Following this theme of the glorification of consumption, “Infinite Content” is an angry punk rock anthem, immediately followed by “Infinite_Content,” a lackadaisical summery tune with the same lyrics: “Infinite content, infinite content, we’re infinitely content!” An inconspicuous play on words, “content” stands for both material and tranquility, “stuff” and serenity, as well as the desire for the former to bring about the latter.

Everything Now is a series of pessimistic laments perceived through glittering disco lights.

There is tiredness in lead singer Win Butler’s voice; the melodies stay in a fairly narrow range, and one can perceive an underlying existential fatigue even in the most upbeat of songs. Many of the lyrics address suicide. On “Creature Comfort,” Butler mournfully croons, “God, make me famous / If you can’t, just make it painless.” The American Dream—the pursuit of happiness—appears to be more of a nightmare of endless striving, a vanity of vanities. On “Good God Damn,” there’s a lingering sense of hope that follows its suicidal motif. Butler sings, “Put your favorite record on baby / And fill the bathtub up / You can say goodbye / To your so-called friends.” Yet he follows that with this: “Maybe there’s a good God, damn / Maybe there’s a good God / If he made you.”

This theological query about a divine presence is most overt in the lengthy track (and the best on the album) “We Don’t Deserve Love.” It’s a lament in the biblical sense, addressing both individual and corporate sins, culminating in this exasperated falsetto confession:

Mary, roll away the stone
The one that you love is gonna leave you alone
Particularly the Christ-types
Mary, roll away the stone
The ones that you love always leave you alone
It’s always the Christ-types you’re waiting on

It’s a sad conclusion, but it’s an honest one—Butler is still longing and waiting for redemption, perhaps for himself, but certainly for the culture as a whole.
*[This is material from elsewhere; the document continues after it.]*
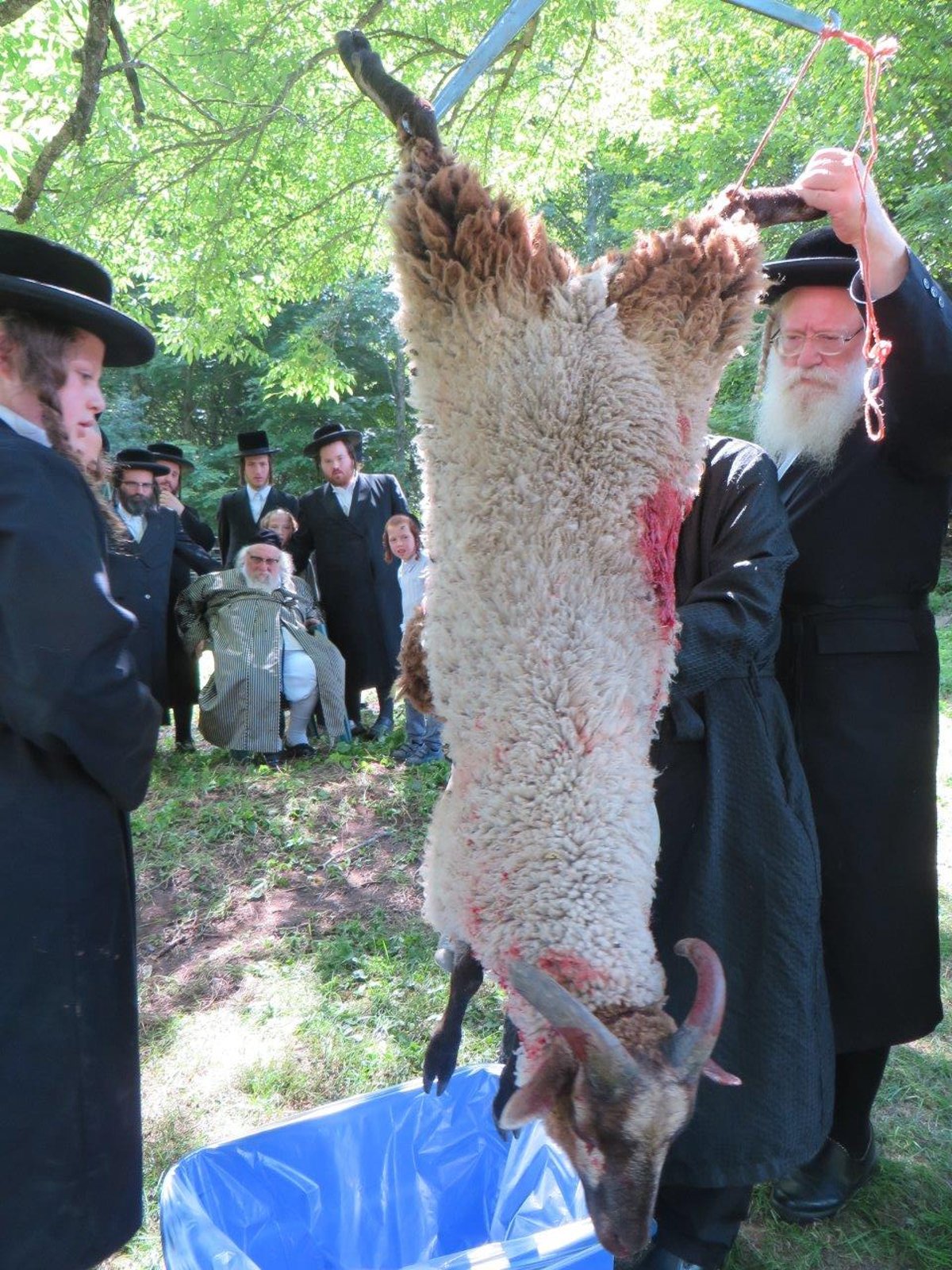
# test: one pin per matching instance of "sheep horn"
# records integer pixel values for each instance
(689, 1048)
(592, 1043)
(413, 114)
He’s rejecting the false savior-types he’s encountered thus far.

Do we deserve love? Is there a good God? Can our culture repent from its empty worship of false gods: material wealth, social status, and unjust practice? These are questions straight from the Old Testament prophets. In Amos 5, the prophet laments about the fallen nature of Israel in his simple-yet-profound call for repentance: “Seek good, not evil, that you may live. Then the Lord God Almighty will be with you, just as you say he is.” Amos is clear: should the people turn from injustice and idolatry, there will be mercy and peace and infinite contentment.
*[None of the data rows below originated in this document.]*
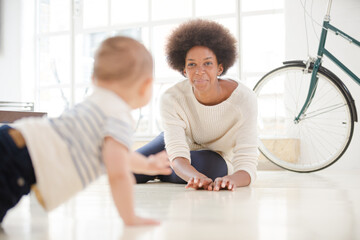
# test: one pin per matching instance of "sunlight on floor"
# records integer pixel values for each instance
(280, 205)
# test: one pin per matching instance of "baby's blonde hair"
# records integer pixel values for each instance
(122, 59)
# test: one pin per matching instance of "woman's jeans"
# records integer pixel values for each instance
(207, 162)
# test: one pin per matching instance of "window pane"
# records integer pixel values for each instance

“Seek the Lord and live,” exhorts Amos. On “Signs of Life,” Win Butler puts it this way: “Looking for signs of life / Looking for signs every night / But there’s so signs of life / So we do it again.” We keep searching and seeking for life in all sorts of temporal possessions, when the source of everything is here, now, with us and for us in Christ, who rolled away the stone. The prophetic truth of Everything Now lies in the song titles: we don’t deserve love, yet we’re given signs of life through the grace of the One who truly is a good God.